Immaginiamo che io sono imputato di un illecito, la cui valenza si ascrive nel penale. Un tribunale mi giudica ed io chiamo un illustre avvocato, un fittizio Caprella, per difendermi. Caprella mi difende molto bene e alla fine le richieste dei PM non vengono esaudite: sono innocente. Con l’inappellabilità dell’assoluzione il processo finisce li, sono a tutti gli effetti innocente vuoi perchè il fatto non sussiste, vuoi perchè non ho commesso il fatto, vuoi qualsiasi altra cosa.

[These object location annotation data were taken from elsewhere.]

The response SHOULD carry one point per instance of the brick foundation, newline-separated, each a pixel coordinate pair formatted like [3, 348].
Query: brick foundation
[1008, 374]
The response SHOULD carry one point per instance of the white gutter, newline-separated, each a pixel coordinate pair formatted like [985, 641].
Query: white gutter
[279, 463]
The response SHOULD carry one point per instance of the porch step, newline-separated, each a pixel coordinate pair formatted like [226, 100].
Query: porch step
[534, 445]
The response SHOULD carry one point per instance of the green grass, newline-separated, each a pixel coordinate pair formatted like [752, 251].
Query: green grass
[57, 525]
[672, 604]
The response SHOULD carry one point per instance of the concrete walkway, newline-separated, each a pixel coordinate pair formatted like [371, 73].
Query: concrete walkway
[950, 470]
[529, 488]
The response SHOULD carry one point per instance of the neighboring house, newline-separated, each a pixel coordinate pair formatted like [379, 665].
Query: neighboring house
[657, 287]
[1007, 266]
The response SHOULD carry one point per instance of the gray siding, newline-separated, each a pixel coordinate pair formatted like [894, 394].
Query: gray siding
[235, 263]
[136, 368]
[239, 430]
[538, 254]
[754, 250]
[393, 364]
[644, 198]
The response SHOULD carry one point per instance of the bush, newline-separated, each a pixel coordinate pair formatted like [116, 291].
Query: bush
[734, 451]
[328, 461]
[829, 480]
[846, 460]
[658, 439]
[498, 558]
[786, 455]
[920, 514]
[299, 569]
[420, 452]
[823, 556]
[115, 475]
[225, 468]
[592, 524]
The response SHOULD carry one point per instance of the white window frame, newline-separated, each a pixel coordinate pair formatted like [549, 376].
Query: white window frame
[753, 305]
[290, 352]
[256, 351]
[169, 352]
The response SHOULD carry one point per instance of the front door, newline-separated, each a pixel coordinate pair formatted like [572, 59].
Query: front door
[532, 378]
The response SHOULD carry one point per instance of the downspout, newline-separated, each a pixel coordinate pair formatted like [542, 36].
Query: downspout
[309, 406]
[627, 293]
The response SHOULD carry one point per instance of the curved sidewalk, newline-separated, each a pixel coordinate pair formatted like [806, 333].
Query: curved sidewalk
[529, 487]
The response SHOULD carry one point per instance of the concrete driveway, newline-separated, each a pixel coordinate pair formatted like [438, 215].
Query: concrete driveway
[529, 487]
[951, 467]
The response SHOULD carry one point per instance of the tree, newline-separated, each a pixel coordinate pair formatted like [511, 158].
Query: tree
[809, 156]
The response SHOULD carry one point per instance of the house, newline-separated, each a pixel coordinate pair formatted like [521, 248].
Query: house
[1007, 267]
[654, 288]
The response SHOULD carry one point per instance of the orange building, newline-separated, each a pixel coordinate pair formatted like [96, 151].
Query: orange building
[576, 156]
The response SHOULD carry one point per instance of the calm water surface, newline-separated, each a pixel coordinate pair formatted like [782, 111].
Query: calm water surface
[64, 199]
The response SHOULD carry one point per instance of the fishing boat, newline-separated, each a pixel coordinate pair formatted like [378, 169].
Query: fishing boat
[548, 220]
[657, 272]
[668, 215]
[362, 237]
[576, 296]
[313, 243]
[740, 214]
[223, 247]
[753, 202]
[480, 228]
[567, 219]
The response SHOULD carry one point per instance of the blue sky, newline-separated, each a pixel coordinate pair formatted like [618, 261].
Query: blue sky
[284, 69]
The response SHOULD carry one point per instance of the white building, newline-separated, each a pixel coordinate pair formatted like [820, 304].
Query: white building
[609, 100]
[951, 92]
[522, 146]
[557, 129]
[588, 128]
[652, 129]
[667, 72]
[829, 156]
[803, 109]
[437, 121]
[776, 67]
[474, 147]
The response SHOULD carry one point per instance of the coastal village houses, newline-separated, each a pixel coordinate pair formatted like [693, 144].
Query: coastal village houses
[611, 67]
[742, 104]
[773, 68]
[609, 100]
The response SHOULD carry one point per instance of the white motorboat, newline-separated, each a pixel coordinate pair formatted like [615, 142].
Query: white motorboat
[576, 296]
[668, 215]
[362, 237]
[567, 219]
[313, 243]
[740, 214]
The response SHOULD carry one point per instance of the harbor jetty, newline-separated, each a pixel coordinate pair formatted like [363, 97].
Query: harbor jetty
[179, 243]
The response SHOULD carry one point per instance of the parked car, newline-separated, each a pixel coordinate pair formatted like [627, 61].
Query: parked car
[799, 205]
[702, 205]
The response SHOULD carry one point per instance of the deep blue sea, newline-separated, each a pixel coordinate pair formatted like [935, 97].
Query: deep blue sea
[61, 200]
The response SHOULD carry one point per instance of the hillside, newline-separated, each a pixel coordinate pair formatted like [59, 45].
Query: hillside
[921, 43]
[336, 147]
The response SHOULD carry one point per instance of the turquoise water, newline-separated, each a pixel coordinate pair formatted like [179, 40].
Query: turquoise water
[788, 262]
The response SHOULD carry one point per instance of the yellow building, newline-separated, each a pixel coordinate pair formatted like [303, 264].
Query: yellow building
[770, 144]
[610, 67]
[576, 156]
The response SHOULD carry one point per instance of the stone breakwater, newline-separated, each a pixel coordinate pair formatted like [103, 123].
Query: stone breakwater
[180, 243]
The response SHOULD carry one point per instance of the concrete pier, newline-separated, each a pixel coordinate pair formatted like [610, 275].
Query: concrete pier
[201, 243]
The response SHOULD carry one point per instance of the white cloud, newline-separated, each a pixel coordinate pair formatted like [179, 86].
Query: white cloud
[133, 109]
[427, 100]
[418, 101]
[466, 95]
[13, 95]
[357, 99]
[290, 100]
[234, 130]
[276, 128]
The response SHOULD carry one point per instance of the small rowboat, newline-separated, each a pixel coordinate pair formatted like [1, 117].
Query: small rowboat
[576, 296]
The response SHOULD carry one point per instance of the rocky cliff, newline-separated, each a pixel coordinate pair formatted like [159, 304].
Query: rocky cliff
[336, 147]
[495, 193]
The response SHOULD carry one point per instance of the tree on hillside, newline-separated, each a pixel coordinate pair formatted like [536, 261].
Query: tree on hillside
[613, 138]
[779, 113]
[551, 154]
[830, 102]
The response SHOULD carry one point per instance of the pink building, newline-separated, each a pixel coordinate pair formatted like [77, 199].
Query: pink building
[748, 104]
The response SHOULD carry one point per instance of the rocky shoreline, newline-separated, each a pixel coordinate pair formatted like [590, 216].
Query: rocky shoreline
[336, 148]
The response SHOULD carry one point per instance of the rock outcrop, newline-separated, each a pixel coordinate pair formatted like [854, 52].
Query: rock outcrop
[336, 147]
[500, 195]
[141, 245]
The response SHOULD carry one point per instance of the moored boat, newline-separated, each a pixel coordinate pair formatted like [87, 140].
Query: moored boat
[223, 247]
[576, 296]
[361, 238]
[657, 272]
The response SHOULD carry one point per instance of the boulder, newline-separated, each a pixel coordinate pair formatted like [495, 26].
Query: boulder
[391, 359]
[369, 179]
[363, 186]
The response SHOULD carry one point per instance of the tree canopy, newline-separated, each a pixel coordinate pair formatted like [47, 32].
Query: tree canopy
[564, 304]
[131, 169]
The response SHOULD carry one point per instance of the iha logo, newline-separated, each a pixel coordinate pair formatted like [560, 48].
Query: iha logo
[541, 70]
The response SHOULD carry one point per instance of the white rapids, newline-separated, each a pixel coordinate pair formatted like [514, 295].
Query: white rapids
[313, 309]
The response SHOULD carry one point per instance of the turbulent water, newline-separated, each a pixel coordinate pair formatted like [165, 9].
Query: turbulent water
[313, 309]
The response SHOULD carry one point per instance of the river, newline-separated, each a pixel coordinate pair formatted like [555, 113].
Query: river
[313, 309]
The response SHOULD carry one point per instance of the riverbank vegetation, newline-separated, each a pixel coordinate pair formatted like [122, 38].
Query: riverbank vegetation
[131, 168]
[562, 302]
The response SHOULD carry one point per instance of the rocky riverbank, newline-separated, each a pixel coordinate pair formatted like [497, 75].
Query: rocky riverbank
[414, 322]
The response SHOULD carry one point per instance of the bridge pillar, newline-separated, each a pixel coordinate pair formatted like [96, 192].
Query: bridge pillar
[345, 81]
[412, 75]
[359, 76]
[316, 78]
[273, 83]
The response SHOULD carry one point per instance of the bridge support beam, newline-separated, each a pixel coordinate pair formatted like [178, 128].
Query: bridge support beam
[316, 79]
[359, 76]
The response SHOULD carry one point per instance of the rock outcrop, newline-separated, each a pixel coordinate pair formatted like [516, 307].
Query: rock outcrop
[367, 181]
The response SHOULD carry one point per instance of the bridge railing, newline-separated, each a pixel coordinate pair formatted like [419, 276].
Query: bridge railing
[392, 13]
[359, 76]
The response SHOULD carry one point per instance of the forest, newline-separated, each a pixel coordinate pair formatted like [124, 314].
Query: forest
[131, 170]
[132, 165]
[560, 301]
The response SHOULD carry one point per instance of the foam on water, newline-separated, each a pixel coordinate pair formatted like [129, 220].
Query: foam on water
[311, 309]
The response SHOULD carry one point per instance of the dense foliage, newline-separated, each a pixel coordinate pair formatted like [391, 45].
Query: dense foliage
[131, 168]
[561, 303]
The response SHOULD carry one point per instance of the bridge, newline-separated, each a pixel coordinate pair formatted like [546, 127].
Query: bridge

Immaginiamo che l’inappellabilità viene cancellata. Il PM si rivolge alla Corte d’Appello la quale istanzia un nuovo processo
. In questo processo emergono delle fonti che inequivocabilmente tracciano la mia colpevolezza. Ad esempio un teste mi ha visto consegnare contanti al signor Rossi, una verifica bancaria incrociata vede degli assegni versati nel conto dello stesso Rossi. Il giudizio, a seguito delle nuove fonti, è ribaltato: sono colpevole. Per cui giustizia è fatta..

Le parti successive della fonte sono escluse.